Джеф даже не слышал, что говорилось на чтениях – ожидание сминало его сознание, вылепливая из его чувств памятник боли где-то в глубине души.
Казалось бы, да чего особенного? Словно он никогда не предавался магическим ритуалам. Определённое количество проверенных веками слов и жестов. Но здесь не было досадного и потому тянущего ожидания неизвестности. Тут была Тайна, как необходимый атрибут мистики, но Тайна, при всей своей непостижимости, не была устрашающей, а напротив, неожиданно светлой и радостной. И ощущение этой радости смягчало ритуал. Он стоял и размышлял о загадочном различии магии и религии, пока не одёрнул сам себя, с трудом возвращаясь к чтениям.

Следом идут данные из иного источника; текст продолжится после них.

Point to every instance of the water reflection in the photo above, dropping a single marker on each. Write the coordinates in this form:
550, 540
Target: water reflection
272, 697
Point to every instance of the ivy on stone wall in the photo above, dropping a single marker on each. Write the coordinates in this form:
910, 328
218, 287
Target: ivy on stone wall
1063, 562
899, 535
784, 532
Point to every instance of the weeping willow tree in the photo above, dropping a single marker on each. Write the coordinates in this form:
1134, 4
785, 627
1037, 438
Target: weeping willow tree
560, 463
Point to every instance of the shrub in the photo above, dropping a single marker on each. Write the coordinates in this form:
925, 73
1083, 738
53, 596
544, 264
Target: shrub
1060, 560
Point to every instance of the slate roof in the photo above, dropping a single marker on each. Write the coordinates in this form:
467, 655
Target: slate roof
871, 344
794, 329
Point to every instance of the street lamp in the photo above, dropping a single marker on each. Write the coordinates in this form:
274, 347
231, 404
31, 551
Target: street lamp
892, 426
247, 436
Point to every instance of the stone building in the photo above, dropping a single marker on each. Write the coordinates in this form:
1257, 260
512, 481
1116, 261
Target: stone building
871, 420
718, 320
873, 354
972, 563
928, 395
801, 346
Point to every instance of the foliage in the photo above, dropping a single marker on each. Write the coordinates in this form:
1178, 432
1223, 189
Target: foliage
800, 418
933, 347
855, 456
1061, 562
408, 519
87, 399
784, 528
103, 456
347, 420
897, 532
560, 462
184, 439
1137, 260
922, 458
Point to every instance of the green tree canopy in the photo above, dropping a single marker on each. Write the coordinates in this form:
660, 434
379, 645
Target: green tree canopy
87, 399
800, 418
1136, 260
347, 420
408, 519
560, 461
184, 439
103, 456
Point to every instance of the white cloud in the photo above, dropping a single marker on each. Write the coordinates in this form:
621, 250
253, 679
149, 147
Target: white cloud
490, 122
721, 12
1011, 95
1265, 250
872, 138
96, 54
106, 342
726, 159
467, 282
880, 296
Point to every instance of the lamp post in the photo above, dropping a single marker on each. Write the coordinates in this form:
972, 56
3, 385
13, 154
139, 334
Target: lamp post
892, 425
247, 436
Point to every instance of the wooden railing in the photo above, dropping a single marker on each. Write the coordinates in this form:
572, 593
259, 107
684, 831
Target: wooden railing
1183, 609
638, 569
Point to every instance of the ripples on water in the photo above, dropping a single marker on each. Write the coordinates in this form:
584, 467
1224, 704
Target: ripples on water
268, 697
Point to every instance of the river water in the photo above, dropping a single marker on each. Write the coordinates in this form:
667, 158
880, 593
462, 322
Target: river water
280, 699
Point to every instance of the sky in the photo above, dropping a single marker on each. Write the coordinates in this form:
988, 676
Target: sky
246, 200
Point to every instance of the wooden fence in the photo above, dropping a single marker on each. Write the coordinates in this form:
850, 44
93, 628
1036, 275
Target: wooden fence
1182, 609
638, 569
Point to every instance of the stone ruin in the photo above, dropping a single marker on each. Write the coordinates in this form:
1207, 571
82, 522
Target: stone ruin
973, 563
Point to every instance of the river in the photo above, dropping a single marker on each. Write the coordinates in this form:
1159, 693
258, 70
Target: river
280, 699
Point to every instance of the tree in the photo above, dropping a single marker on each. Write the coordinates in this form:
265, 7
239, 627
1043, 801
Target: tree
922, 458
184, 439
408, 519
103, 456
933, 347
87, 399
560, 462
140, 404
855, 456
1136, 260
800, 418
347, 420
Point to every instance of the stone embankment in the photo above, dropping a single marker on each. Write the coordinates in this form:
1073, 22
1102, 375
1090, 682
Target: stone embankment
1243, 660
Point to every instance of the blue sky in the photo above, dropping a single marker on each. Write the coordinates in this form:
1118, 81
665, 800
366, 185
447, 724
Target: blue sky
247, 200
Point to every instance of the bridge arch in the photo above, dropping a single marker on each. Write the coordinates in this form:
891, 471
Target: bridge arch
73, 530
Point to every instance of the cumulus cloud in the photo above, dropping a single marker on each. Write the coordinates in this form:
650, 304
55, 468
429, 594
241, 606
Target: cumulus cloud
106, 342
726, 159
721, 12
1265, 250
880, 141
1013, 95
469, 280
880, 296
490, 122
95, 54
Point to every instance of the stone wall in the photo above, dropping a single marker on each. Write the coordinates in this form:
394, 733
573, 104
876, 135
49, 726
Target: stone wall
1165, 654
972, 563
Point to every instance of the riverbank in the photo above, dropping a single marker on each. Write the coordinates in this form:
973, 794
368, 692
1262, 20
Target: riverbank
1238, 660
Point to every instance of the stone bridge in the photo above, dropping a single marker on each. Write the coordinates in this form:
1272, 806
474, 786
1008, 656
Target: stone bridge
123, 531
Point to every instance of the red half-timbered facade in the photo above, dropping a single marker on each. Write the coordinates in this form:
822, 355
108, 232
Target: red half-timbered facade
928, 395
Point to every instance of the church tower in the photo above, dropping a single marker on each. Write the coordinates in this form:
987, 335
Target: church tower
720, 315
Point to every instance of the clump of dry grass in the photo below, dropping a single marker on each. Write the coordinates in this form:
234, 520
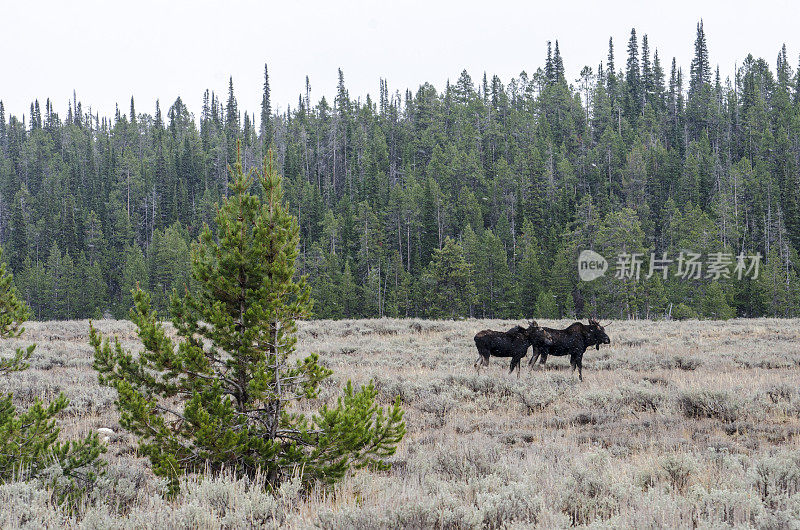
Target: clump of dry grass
677, 424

Предсказание Рождества Иисуса повторялось в двух отрывках из Библии и Джеф неожиданно снова погрузился в тревогу. Предсказания прихода Мессии напомнили ему сон, в котором он разбился в машине. Вроде самый обычный кошмар: он за рулём, удар, тьма, боль, и он – умер. Этот сон приснился впервые вскоре после его странной скоропалительной женитьбы, ещё в Японии. Джеф не придал ему никакого значения: мало ли какая ерунда может наснится по ночам? Но сон вернулся, во всей своей подробной неумолимой яркости, вернулся вскоре после аварии и ещё однажды, уже дома. И Джеф тогда задумался, анализируя его. Может быть потому, что уже был достаточно подготовлен к принятию такой неприятной ситуации, а может потому, что ему тогда уже было не о чем жалеть. Машина была незнакомая, не то чтобы он так видел, просто он знал это, как бывает во сне. Автомобиль и автомобиль, он даже знал его и сидел в нём не раз до этого, потому, что ориентировался в расположении необходимых вещей в нём, знал, как эта машина поведёт себя в непредвиденном случае. И вместе с тем, совершенно точно – это была неизвестная машина. Чужая, не его. Это было странно, но в снах всё странное. Он смирился с ожиданием, было даже любопытно: в самом деле так всё и случится или это просто вариации на тему бренности жизни? А когда появилась Николь и привела его в церковь, он изумился, столкнувшись вплотную с христианским пониманием времени. И тогда задумался впервые: так ли всё фатально предопределено в жизни, хоть и сосчитан каждый твой волосок на голове?
– Аллилуйя, – услышал он рядом, возвращаясь мыслями в это место и в это время.
Ого, замечтался. Уже Евангелие начинается.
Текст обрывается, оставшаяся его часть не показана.